Code Quality Standards

These are enforced during code review. Follow them to avoid revision requests.

Rust

  • Handle Option/Result properly — don't unwrap carelessly; return errors or use ? operator. Handle None cases explicitly rather than assuming values exist
  • Reuse types from sequent-core::types — never duplicate types that already exist in sequent-core (e.g., use sequent_core::types::ceremonies::CountingAlgType instead of creating local const &str equivalents)
  • Use constants, not magic strings — extract repeated string literals into named constants (e.g., const APP_VERSION_DEV: &str = "dev")
  • Use Rust enums — prefer enums with Display/FromStr over string constants when representing fixed sets of values

TypeScript

  • No any types — always use proper types. If the type is known, use it; if not, define one
  • Async error handling — always await async calls and wrap them in try/catch where errors can occur
  • Environment variables — prefix with the service name (e.g., B4_ for B4, HASURA_ for Hasura). When adding new env vars, also add them to the relevant docker-compose files

General

  • No AI artifacts — remove any AI-generated comments, explanatory notes, or boilerplate that wouldn't be written by a human developer.

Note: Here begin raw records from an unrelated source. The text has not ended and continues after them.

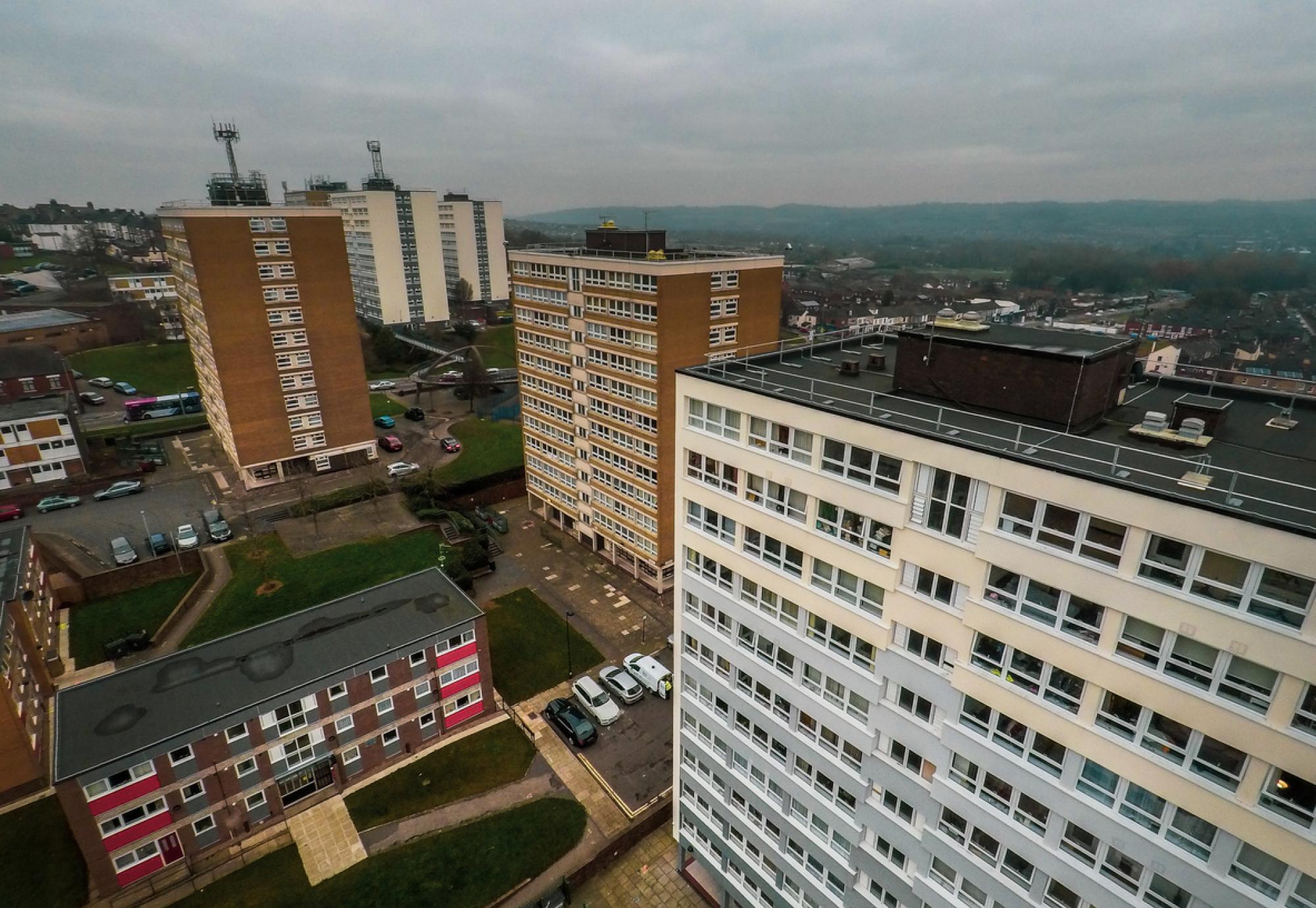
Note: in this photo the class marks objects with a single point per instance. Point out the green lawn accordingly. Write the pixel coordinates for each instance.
(311, 581)
(464, 868)
(91, 626)
(490, 759)
(43, 867)
(153, 369)
(382, 405)
(528, 647)
(488, 448)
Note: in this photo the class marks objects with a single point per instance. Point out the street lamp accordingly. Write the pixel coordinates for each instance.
(570, 615)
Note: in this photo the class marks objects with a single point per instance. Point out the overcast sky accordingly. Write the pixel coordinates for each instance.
(555, 105)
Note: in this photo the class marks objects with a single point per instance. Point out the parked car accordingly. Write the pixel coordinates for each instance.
(215, 526)
(595, 701)
(652, 674)
(622, 685)
(57, 503)
(119, 490)
(492, 518)
(572, 722)
(159, 544)
(123, 551)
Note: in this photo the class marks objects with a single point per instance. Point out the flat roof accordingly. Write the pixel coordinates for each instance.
(14, 552)
(1032, 340)
(22, 322)
(135, 710)
(1261, 474)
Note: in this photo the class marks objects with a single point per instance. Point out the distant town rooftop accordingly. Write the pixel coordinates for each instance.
(143, 707)
(1259, 472)
(24, 322)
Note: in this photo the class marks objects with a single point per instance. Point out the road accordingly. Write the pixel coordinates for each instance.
(94, 524)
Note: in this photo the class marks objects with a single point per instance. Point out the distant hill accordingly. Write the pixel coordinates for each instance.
(1135, 224)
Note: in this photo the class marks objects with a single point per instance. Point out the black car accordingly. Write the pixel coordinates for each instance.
(572, 722)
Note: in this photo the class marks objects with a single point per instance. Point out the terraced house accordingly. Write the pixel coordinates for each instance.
(161, 767)
(601, 331)
(984, 617)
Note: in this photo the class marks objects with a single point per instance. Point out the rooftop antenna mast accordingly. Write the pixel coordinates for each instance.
(228, 135)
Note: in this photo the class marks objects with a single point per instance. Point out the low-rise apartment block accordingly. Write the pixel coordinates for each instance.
(977, 617)
(265, 295)
(172, 763)
(601, 331)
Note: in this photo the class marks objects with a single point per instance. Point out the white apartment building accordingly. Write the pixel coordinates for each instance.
(474, 247)
(395, 255)
(935, 657)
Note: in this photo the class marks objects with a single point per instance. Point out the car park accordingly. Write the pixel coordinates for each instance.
(492, 519)
(402, 469)
(595, 701)
(572, 722)
(123, 551)
(119, 490)
(652, 674)
(57, 503)
(215, 526)
(622, 685)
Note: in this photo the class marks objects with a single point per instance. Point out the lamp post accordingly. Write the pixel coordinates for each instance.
(570, 615)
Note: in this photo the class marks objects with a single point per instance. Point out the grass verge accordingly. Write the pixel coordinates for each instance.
(464, 868)
(488, 760)
(488, 448)
(528, 647)
(43, 867)
(306, 582)
(153, 369)
(91, 626)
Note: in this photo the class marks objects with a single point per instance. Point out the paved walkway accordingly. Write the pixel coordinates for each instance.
(601, 807)
(539, 782)
(644, 877)
(326, 839)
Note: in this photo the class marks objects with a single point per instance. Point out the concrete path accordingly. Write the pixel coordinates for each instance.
(645, 876)
(598, 803)
(326, 839)
(539, 782)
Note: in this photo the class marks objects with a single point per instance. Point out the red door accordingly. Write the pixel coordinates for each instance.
(170, 848)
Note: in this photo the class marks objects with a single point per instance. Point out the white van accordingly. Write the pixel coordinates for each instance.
(652, 674)
(595, 701)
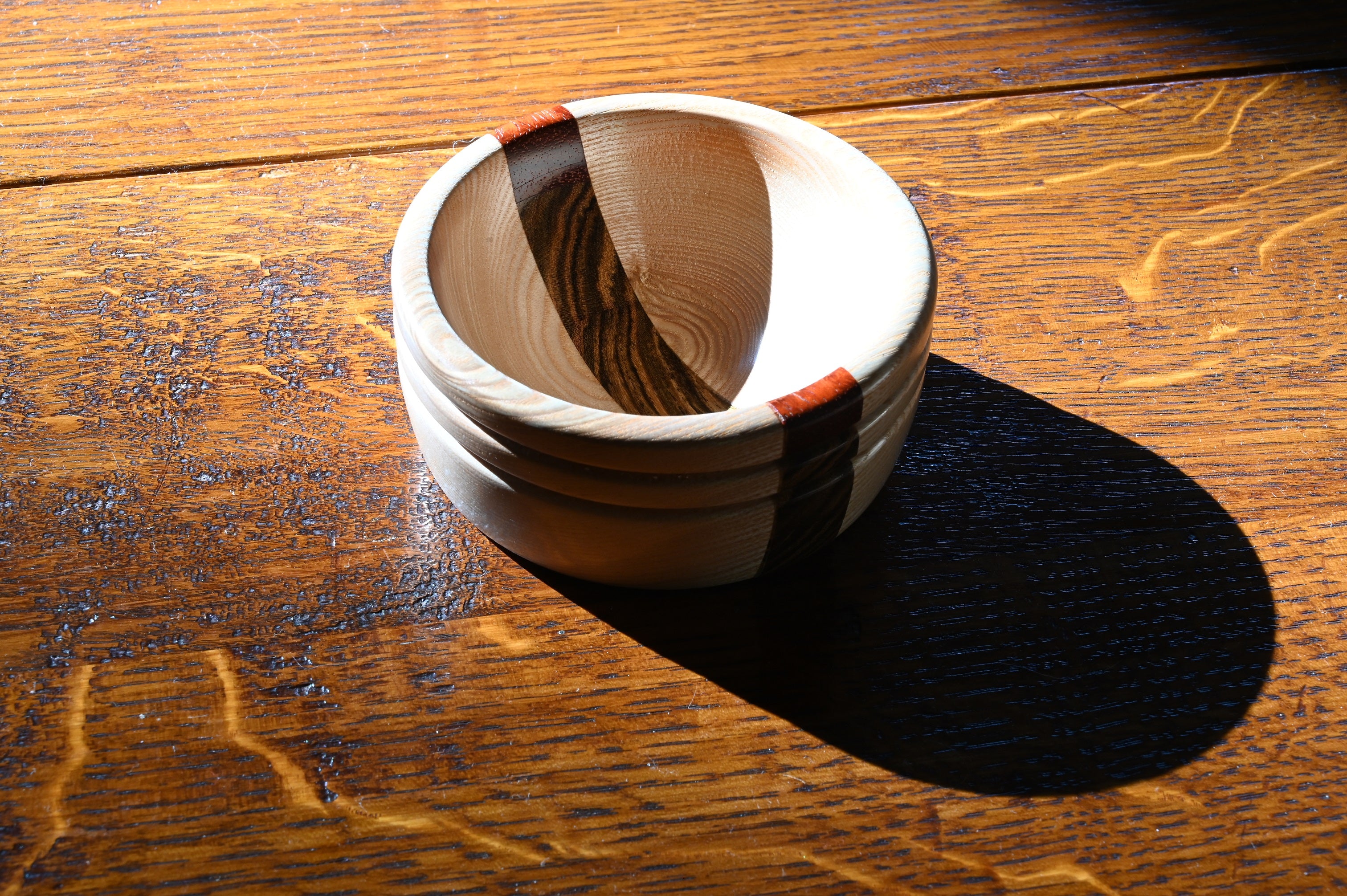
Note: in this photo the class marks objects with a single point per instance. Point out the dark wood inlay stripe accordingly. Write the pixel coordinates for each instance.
(585, 277)
(821, 441)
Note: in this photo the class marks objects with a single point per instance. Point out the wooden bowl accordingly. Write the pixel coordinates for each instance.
(627, 324)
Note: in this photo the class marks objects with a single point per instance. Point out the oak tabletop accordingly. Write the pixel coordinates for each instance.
(1085, 642)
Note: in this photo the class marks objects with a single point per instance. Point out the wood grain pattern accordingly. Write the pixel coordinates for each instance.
(1097, 608)
(586, 279)
(122, 87)
(817, 489)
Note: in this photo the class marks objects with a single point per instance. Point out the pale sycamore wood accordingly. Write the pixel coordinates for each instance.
(480, 257)
(690, 216)
(637, 489)
(625, 546)
(832, 211)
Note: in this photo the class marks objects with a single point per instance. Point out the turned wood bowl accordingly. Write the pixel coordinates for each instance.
(662, 340)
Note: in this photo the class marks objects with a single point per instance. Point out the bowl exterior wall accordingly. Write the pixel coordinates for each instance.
(644, 547)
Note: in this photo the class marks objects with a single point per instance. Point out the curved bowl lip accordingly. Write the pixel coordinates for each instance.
(482, 390)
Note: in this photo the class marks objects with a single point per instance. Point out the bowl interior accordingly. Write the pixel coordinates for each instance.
(661, 262)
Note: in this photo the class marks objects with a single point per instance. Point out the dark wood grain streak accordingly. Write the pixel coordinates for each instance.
(821, 425)
(585, 277)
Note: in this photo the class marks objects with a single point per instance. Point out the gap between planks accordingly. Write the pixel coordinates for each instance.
(452, 142)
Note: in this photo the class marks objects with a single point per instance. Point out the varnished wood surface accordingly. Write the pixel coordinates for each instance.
(248, 647)
(95, 88)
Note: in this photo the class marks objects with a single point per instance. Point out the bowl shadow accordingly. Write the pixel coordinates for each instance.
(1032, 605)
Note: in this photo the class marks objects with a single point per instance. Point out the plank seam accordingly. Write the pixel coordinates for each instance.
(880, 106)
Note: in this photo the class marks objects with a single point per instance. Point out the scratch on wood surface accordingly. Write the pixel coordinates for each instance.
(1278, 236)
(1162, 379)
(1212, 104)
(227, 257)
(1240, 112)
(1158, 794)
(1021, 122)
(257, 368)
(927, 114)
(841, 870)
(1140, 285)
(1120, 107)
(989, 193)
(378, 330)
(56, 793)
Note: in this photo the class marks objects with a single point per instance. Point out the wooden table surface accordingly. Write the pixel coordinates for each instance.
(1086, 642)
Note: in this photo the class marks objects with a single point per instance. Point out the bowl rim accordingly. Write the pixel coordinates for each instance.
(504, 403)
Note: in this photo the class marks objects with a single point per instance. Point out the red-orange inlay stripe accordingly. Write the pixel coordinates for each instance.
(816, 395)
(530, 123)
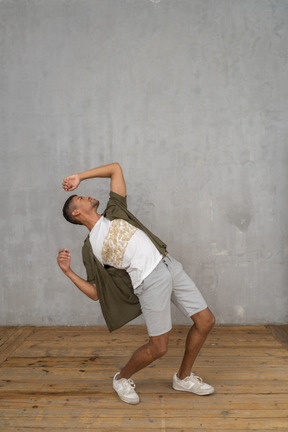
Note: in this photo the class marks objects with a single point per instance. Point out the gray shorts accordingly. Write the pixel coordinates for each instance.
(168, 281)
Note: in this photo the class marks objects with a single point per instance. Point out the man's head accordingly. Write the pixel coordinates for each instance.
(77, 209)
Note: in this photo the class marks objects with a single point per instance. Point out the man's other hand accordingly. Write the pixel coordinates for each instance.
(64, 260)
(70, 183)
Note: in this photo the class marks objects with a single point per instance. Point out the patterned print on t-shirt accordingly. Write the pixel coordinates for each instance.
(116, 242)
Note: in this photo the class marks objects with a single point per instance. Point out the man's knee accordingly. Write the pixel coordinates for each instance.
(159, 346)
(204, 320)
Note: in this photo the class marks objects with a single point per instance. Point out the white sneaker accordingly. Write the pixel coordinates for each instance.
(192, 384)
(126, 390)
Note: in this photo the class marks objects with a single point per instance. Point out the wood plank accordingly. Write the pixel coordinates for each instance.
(280, 333)
(151, 402)
(167, 361)
(222, 422)
(14, 341)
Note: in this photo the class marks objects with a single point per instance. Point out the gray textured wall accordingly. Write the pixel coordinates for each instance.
(190, 96)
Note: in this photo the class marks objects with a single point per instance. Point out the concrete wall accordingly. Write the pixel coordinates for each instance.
(191, 97)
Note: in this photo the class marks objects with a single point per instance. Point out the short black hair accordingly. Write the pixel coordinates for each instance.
(68, 208)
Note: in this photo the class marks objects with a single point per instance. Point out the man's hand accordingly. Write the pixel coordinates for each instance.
(112, 171)
(64, 260)
(70, 183)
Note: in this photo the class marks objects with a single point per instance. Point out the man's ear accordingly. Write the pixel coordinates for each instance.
(76, 213)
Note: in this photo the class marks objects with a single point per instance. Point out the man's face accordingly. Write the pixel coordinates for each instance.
(85, 204)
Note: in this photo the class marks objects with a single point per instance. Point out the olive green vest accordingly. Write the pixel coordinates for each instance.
(118, 302)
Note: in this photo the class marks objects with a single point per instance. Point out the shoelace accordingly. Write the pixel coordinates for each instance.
(130, 384)
(200, 380)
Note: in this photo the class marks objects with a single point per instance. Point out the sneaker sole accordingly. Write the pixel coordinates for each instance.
(198, 393)
(129, 401)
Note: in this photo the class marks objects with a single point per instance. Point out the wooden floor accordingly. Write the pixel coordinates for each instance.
(59, 379)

Reviewers actively flag these. However, do NOT remove existing useful comments written by developers — only remove clearly AI-generated or stale ones
  • No dead code or leftover comments — remove commented-out code, unused imports, and stale comments before submitting. Preserve existing comments that explain non-obvious logic
  • No unresolved TODOs — address or remove TODO comments before merge. If work is deferred, create a ticket and reference it
  • Backwards compatibility — when changing data structures or configs, consider how this affects existing data. Make new fields optional or provide defaults to avoid breaking older election events on import

PR & Branch Conventions

  • Branch naming: feat/meta-<ticket>-<description>/main or fix/meta-<ticket>/release/X.Y
  • PR body: must include Parent issue: https://github.com/sequentech/meta/issues/<number>
  • Every PR must link to a meta issue — create one first if it doesn't exist
  • Support PRs (targeting release branches) should not include release notes changes — release notes are auto-generated from the ticket description
  • Release branches: release/9.0, release/9.1, release/9.2, release/9.3, release/9.4 — same fix is cherry-picked across all applicable branches

Development Workflow

Use test-driven development (TDD):

  1. Write tests that define the expected behavior
  2. Run the tests — they should fail (confirms the test is meaningful)
  3. Implement the code
  4. Run the tests — they should now pass

New Feature Checklist

Before submitting a feature PR, ensure:

  • Docusaurus documentation — new features require docs in docs/docusaurus/. The PR Preview bot auto-generates a preview at docs.sequentech.io
  • Keycloak permissions — if adding new permissions, add them to the default tenant template in keycloak.ts
  • Tests — add unit tests for new functions, including negative/edge-case tests (e.g., invalid input, None values, parse errors)
  • Responsive UI — test frontend changes on different screen sizes

Dev Environment

Recommended: VS Code Dev Containers or GitHub Codespaces. Services auto-start via Docker Compose with Nix/devenv.

Dev service URLs (inside dev container):

Dev container tips: When editing Rust code in harvest, windmill, or sequent-core, check the pod logs to see if it compiles successfully — the services auto-rebuild on changes inside the dev container.